Have you heard of an App called Smartify, the digital guide for viewing museum art? It got raves from the Guardian for “making it easier than ever to get rapid, on-the-spot facts about the work of art you are looking at.” Apparently this is the last word in instant gratification – the way of the world these days. All you have to do is flash your phone at a painting on a museum wall and presto, you get a ton of data -- the artist’s name, birth/death, picture title, medium – you know, tombstone information with commentary mixed in. Sound good? Well, it’s not.

Something is missing, a big thing, the most important thing and the whole point of paintings: the art experience. You just end up reading your phone instead of the art. You get a truckload of data, but you still don’t know what the painting is about, what the artist is telling you.

A place to go where facts are irrelevant

So this app is not smart at all. It doesn’t know beans about painting. It doesn’t know that art is a silent language that doesn’t translate well into words. So it doesn’t get to that part of us where free-association lives. Smartify can’t go there. It can only offer one way to look at art. But there’s no one way to look. There’s only your way. If you want to understand painting, you need to meet it on its own terms, a place beyond words.

So if you want to know what artists are telling you, don’t look at some app. Look at their work. Smartify is uncalled-for the same way a calendar is not needed to tell you that spring has arrived.
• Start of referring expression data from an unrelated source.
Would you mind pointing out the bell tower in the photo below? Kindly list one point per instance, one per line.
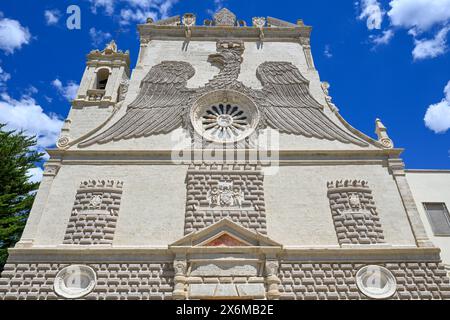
(103, 85)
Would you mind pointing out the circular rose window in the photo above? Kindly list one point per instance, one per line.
(224, 116)
(75, 281)
(376, 282)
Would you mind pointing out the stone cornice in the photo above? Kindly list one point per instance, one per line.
(286, 157)
(391, 153)
(441, 171)
(331, 254)
(151, 31)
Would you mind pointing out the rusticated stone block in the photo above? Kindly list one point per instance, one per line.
(414, 281)
(217, 191)
(354, 213)
(114, 282)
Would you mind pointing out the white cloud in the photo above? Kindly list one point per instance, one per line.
(135, 10)
(68, 91)
(107, 5)
(427, 21)
(52, 16)
(98, 37)
(327, 52)
(431, 48)
(382, 39)
(12, 35)
(4, 76)
(437, 117)
(372, 12)
(419, 14)
(26, 115)
(35, 174)
(128, 16)
(218, 4)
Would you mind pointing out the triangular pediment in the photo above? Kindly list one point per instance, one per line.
(225, 233)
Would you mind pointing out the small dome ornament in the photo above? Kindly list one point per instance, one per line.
(75, 281)
(376, 282)
(383, 137)
(63, 142)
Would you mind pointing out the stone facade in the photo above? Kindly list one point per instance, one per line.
(147, 223)
(337, 281)
(217, 191)
(115, 281)
(354, 212)
(95, 212)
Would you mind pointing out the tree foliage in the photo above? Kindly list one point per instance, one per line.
(17, 156)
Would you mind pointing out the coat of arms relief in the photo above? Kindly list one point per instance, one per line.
(225, 195)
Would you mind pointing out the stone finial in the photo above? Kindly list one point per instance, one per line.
(224, 17)
(188, 19)
(110, 47)
(382, 134)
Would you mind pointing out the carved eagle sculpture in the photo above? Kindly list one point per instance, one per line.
(158, 106)
(285, 102)
(288, 106)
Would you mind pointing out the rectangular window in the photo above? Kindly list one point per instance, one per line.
(439, 218)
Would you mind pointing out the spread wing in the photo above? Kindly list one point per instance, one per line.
(289, 107)
(158, 107)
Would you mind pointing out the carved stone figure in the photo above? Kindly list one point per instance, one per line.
(285, 103)
(225, 17)
(189, 19)
(225, 195)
You know it by the smells of damp earth, the sounds of birds and the start of green shoots in terrain still beneath winter snow.
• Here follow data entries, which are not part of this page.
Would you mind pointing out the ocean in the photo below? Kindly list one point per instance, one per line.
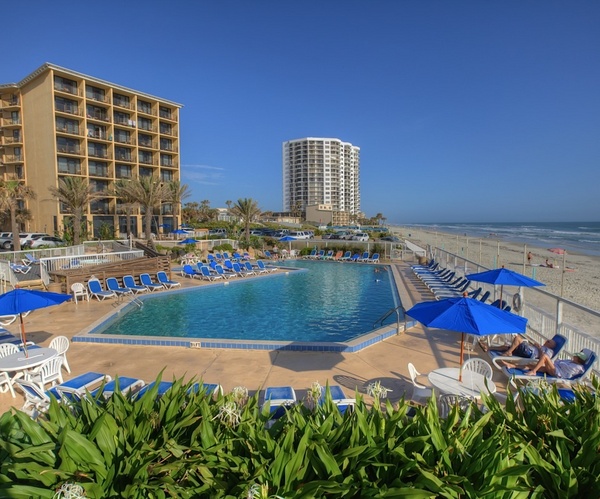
(575, 237)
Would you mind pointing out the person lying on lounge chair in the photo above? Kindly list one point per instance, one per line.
(565, 369)
(520, 347)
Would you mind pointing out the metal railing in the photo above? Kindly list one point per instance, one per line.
(548, 314)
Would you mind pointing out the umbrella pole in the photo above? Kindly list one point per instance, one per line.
(462, 352)
(23, 338)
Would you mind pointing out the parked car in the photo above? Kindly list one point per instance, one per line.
(44, 241)
(360, 236)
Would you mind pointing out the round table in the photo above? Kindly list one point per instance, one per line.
(445, 380)
(19, 362)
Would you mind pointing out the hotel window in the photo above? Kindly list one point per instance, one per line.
(99, 206)
(122, 118)
(166, 144)
(99, 185)
(166, 160)
(66, 125)
(69, 166)
(97, 113)
(165, 112)
(166, 128)
(95, 93)
(97, 150)
(98, 169)
(145, 157)
(121, 100)
(123, 171)
(122, 154)
(65, 85)
(97, 131)
(145, 124)
(144, 140)
(122, 136)
(70, 146)
(144, 107)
You know it through your senses. It’s the same with art.

When words don’t matter a damn

Consider Van Gogh’s writing about his portrait of Dr. Gachet, the doctor who treated him when he was discharged from the asylum at Saint-Remy. He painted the good doctor during the last months of his life. He said, “I am working on a portrait of Dr.
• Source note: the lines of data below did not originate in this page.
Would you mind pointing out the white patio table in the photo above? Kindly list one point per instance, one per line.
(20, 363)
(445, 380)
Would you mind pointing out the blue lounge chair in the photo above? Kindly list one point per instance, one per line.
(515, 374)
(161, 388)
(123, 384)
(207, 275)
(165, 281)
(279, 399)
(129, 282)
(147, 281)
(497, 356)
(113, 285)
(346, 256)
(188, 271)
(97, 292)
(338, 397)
Gachet: The head with a white cap, very fair, the hands also light, flesh-toned, blue frock coat, and cobalt blue background, leaning on a red table and foxglove plant with purple flowers.” None of those words say anything about what he was trying to convey about the doctor. But the painting makes that plain by making the figure lean his head heavily on one of his hands, staring vacantly, as if at a loss to know how to help the painter, who died a few months later. Smartify can’t tell you anything of that. So what’s the point of it?